Chassant ses pensées moroses, il s'arrêta à son tour, à la suite de Khem. « Se séparer, non, » répondit-il sur un ton définitif, « et on n'a pas de bouffe pour un mois. Je propose qu'on se dirige vers la Montagne Pâle et qu'on s'approche aussi près que possible sans déclencher l'alerte, histoire de voir s'il y a des mouvements de troupes, ou si on peut identifier des étendards de tribus. Comme m'a fait justement remarquer ton futur beau-frère, je suis pas spécialement discret, alors n'hésite pas à me laisser quelques centaines de mètres derrière toi si tu penses que c'est plus prudent. Je suis là avant tout pour sauver vos petits culs si les gnolls veulent vous prendre en levrette, » conclut-il avec un grand sourire carnassier, découvrant une double rangée de crocs.

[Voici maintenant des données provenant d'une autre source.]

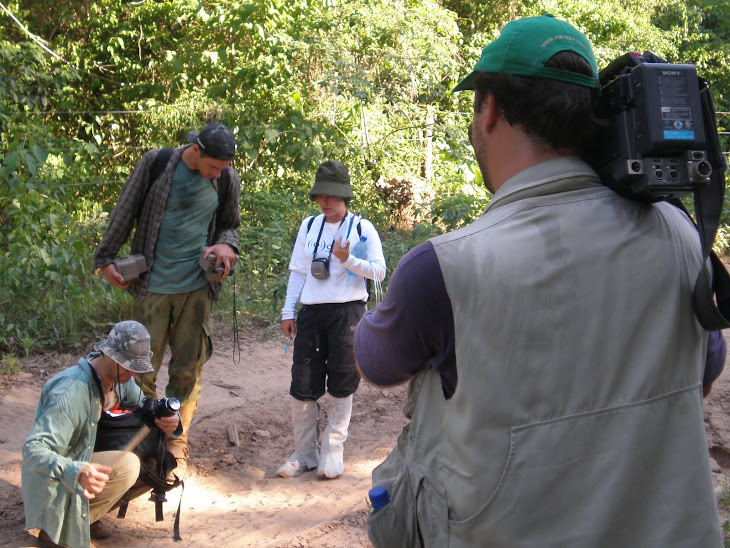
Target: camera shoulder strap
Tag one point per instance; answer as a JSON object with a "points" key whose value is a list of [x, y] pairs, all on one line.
{"points": [[711, 297]]}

Avant de partir, Nedjemibrê vérifia son paquetage. Il revêtit ses vêtements sobres, bien moins voyants que ce qu'il avait l'habitude de porter. Une cape en lin de couleur bistre, presque sable, camouflait celle, plus voyante, que Célestin avait encore embellie lors de leur voyage pour Kelmarane. Kelmarane que l'homme à la peau d'ébène avait à peine visitée qu'il la quittait déjà. C'était rapide mais les évènements s'enchainaient et savoir où en étaient les gnolls pouvait se révéler d'une importance capitale. Il y a peu de plaisir à visiter une ville ruinée par la guerre...

Nedjemibrê n'avait personne à qui faire ses adieux, aussi fut-il le premier prêt le jour du départ : bien avant l'aube. L'accueil plutôt froid de Khem laissa l'homme à la peau d'ébène indifférent. Ils partaient en mission, pas en voyage d'agrément. Nedjemibrê s'était alors contenté de saluer l'homme d'une façon neutre, tout en surveillant son énorme lion du coin de l’œil. Mais le fauve, sans doute plus sociable que son maître, sembla accepter l'homme à la peau d'ébène sans faire de chichis. Ce qui, il faut l'avouer, rassura grandement Nedjemibrê, peu habitué à côtoyer de si près des bêtes d'une telle taille sans qu'elles soient attachées...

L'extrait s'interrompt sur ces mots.